Marassi non libera la Fiorentina: i tentativi di Vanoli, l'anima fragile e un tema ricorrente
A Marassi la Fiorentina non riesce ancora a vincere. Undici giornate, zero successi, l’ennesimo pareggio che lascia la sensazione di una squadra sospesa, bloccata dentro i propri limiti, mentali ancor che fisici. Il 2-2 contro il Genoa non è soltanto un risultato, ma un’immagine nitida di quello che la Viola è diventata: una squadra fragile di testa che alla prima difficoltà va in tilt, capace a volte di reagire ma che non riesce mai a compiere il passo decisivo. C’è una linea invisibile che la divide tra la paura di perdere e l’incapacità di vincere, ed è proprio lì che la Fiorentina si è incagliata da settimane.
Una partita che racconta tutto
Il match racconta la fragilità di questa squadra con una precisione quasi crudele. Il Genoa la indirizza presto con Ostigard, che stacca su una punizione laterale e punisce una difesa viola immobile, ancora una volta colpevole sulle palle inattive. È un tema ricorrente, una costante che pesa come un macigno. La Fiorentina reagisce con il rigore guadagnato e trasformato da Gudmundsson, l’unico capace di dare coraggio offensivo e qualità. Ma anche quando rimette le cose a posto, la squadra di Vanoli non riesce a costruire fiducia, vive in equilibrio precario e si spezza al primo scossone.

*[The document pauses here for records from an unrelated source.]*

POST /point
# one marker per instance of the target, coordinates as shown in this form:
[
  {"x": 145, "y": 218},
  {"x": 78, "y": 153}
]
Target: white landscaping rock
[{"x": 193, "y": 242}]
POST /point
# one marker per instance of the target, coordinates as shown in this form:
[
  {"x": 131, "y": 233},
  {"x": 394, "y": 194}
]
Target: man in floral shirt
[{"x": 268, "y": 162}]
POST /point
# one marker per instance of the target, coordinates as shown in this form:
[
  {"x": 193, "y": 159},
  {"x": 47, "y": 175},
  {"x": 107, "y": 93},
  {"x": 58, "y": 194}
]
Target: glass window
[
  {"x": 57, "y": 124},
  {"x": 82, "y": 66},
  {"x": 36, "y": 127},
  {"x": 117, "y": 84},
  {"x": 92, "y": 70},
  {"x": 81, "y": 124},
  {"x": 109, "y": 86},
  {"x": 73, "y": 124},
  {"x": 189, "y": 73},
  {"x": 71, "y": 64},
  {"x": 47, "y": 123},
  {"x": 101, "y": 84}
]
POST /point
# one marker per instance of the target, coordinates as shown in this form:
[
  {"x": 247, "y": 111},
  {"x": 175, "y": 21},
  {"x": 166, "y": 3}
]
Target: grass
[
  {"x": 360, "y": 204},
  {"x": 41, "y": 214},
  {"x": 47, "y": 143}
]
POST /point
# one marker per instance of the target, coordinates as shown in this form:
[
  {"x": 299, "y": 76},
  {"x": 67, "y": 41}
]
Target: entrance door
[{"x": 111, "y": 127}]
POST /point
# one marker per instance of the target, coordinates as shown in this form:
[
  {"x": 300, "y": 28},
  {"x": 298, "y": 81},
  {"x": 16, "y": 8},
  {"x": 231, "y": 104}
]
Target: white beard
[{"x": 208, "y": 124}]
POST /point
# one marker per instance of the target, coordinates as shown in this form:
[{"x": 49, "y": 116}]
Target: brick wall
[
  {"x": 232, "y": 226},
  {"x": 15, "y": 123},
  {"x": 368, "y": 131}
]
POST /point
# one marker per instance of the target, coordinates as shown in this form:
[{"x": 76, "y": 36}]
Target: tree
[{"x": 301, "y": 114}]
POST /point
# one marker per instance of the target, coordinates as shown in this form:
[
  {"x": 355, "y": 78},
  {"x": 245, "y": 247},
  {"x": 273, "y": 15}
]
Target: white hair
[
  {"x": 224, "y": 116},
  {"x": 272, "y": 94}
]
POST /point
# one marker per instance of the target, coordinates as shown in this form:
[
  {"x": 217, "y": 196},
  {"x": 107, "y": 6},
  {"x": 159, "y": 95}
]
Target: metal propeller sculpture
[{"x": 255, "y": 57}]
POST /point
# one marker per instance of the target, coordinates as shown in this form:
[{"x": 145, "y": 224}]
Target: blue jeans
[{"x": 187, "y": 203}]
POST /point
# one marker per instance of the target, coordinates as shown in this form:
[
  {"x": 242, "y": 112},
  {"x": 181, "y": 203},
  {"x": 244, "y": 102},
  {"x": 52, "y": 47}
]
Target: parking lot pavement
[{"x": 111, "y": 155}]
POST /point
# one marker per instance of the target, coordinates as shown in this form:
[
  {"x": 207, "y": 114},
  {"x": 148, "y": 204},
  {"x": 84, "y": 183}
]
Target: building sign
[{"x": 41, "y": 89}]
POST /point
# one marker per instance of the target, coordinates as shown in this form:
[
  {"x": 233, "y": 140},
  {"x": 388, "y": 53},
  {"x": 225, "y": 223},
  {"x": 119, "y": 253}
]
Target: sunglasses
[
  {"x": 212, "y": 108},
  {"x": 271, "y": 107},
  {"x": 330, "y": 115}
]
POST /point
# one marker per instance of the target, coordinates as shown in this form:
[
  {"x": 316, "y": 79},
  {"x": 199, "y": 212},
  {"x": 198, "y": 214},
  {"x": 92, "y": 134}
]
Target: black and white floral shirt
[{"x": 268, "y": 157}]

Nel secondo tempo accade di tutto. Ranieri tocca col braccio in area e provoca un rigore che solo un pararigori come De Gea riesce a cancellare con una bella parata. Pochi minuti dopo, Gudmundsson illumina, Sohm trova un corridoio verticale perfetto e Piccoli firma il gol del vantaggio con freddezza e forza non facendo rimpiangere il miglior Kean. È il momento in cui la Fiorentina dovrebbe saper soffrire, ma si scioglie come sempre: dopo appena tre minuti, su un’azione confusa, Colombo trova il pari. È il film di un problema mentale prima ancora che tecnico.

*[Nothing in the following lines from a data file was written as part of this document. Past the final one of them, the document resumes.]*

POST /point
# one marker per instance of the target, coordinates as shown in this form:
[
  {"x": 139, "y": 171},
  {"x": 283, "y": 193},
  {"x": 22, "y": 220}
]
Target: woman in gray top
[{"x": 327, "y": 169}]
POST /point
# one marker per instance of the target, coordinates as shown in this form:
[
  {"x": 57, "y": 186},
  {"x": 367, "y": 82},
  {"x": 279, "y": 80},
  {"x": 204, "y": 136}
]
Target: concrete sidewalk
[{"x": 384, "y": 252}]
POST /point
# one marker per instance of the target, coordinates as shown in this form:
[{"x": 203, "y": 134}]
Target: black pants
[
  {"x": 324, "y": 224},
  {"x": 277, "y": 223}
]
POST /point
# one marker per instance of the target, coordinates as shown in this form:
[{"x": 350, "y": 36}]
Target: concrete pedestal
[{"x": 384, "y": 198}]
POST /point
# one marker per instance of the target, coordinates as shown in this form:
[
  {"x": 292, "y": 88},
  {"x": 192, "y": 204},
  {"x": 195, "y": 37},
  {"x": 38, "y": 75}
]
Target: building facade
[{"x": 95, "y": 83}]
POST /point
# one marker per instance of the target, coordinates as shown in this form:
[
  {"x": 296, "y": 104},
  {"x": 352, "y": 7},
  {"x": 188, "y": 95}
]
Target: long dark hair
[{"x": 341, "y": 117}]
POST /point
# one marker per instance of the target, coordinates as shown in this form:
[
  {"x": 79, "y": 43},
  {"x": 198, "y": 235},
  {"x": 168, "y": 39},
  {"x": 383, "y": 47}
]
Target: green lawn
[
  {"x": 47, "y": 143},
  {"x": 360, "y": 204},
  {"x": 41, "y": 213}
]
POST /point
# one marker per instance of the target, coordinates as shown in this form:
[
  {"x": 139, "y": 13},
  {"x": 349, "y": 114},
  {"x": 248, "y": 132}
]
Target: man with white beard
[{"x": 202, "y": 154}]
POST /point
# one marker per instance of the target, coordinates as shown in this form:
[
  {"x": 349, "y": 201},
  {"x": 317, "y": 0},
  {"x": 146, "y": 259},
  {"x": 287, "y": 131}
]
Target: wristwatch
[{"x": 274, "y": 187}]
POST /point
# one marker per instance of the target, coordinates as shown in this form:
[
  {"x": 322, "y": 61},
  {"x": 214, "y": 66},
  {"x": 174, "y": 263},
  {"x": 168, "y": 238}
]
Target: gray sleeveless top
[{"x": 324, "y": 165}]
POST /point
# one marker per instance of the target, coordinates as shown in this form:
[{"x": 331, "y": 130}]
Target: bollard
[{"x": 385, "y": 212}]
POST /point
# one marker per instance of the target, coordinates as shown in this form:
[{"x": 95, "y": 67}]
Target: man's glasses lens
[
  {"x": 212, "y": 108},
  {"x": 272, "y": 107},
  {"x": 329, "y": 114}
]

I tentativi di Vanoli e l’anima fragile della squadra
Nel finale Vanoli cambia per dare equilibrio e respiro, ma la Fiorentina non trova mai un’identità vera. Parisi e Viti provano a sistemare la linea, Džeko e Ndour a dare peso e centimetri, ma la squadra non riesce a trasformare la fatica in controllo. Il Genoa, più concreto e diretto, chiude in crescendo e trova ancora una volta un De Gea determinante, che nega il 3-2 a Masini nel recupero.
Tatticamente le due squadre si specchiano: 3-5-2 da entrambe le parti, stessa densità centrale, stessi limiti di costruzione. Il Genoa spinge di più sugli esterni, la Fiorentina prova a impostare con Nicolussi Caviglia e Mandragora, ma non trova mai ritmo. Troppi tocchi, poca verticalità, zero cambi di marcia. I dati confermano la parità: possesso palla simile, tiri quasi identici, baricentro basso per i viola e appena più alto per i rossoblù. Tutto bilanciato, tutto mediocre.

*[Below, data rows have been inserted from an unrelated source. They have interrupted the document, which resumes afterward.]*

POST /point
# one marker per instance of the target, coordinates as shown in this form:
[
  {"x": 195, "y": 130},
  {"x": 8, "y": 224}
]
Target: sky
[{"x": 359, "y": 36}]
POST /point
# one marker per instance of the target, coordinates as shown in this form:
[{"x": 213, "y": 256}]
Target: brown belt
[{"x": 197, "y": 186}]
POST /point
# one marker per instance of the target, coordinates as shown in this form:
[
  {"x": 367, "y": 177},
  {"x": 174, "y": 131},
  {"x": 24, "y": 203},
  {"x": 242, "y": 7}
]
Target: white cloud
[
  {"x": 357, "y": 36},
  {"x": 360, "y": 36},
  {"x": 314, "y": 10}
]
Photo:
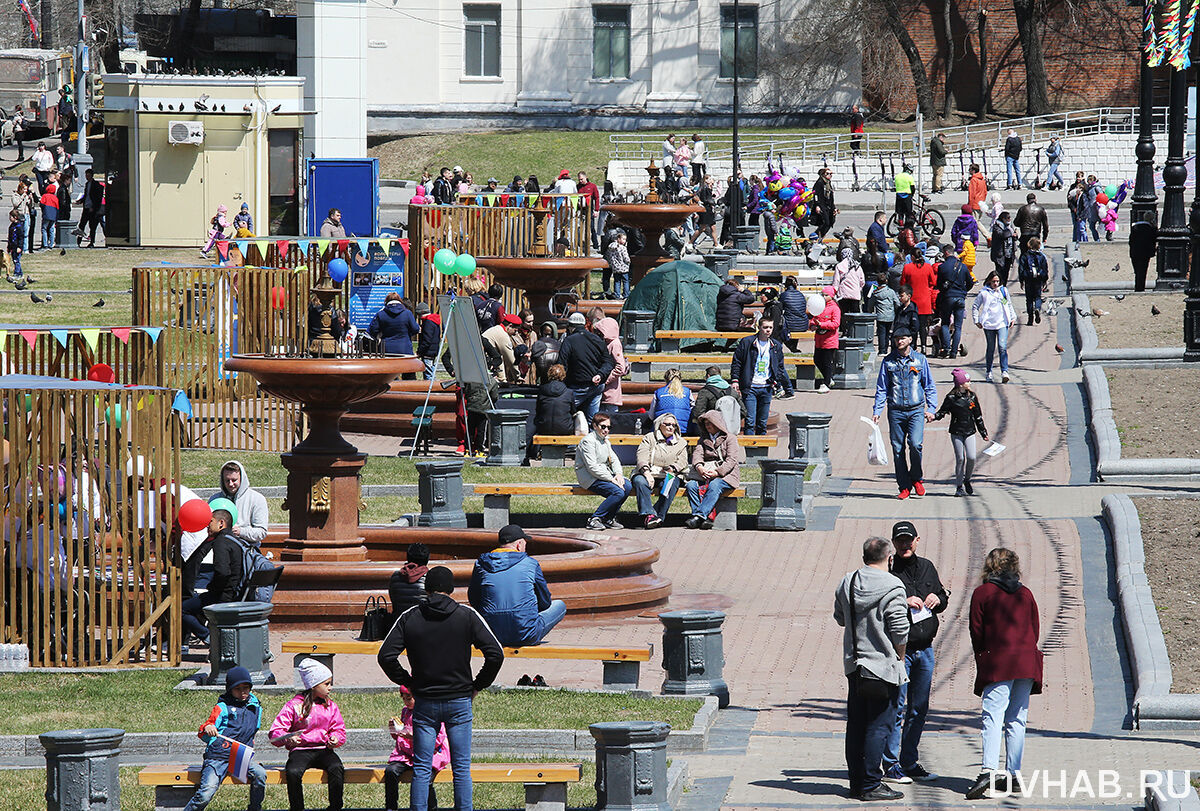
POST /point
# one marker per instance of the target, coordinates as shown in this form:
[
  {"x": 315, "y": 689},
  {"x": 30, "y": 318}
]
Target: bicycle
[{"x": 929, "y": 221}]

Un piccolo barlume di speranza
Dentro una partita così piatta, emergono solo due figure. De Gea, che para un rigore e salva il risultato con tre interventi decisivi ma che su entrambi i goal c’è un po' della sua complicità, e Piccoli, che per la prima volta da una speranza con un goal da centravanti vero. Entrambi rappresentano la parte buona di una Fiorentina che, nonostante i limiti, almeno dimostra di non voler affondare. Gudmundsson aggiunge qualità e ispirazione, ma troppo spesso resta isolato. Dodo corre tanto, ma sbaglia tutto e si conferma lontano dai suoi livelli.
La Fiorentina di oggi è un gruppo che vive di episodi, non di gioco. Ogni volta che sembra poter fare un passo avanti, si autodistrugge. Non è una questione di tecnica, ma di fiducia. La squadra non regge emotivamente i momenti chiave e non riesce mai a difendere un vantaggio.
L’immagine di una crisi
Il 2-2 di Genova è un risultato giusto, ma anche un allarme. Non cambia la classifica, non cambia la sensazione di precarietà che circonda la squadra. La Fiorentina non è padrona del proprio destino, si lascia trascinare dagli eventi e spera nei colpi dei singoli. Vanoli dovrà lavorare sulla testa più ancora che sulla tattica: senza convinzione, ogni episodio negativo diventa un peso insostenibile.
Servono certezze, servono vittorie, serve una scintilla. Perché continuare a restare sospesi, a metà tra la paura e l’orgoglio, non porta da nessuna parte. Il pareggio di Marassi è lo specchio di una squadra che non cade ma nemmeno si rialza, prigioniera di un equilibrio sterile, sempre uguale a se stesso.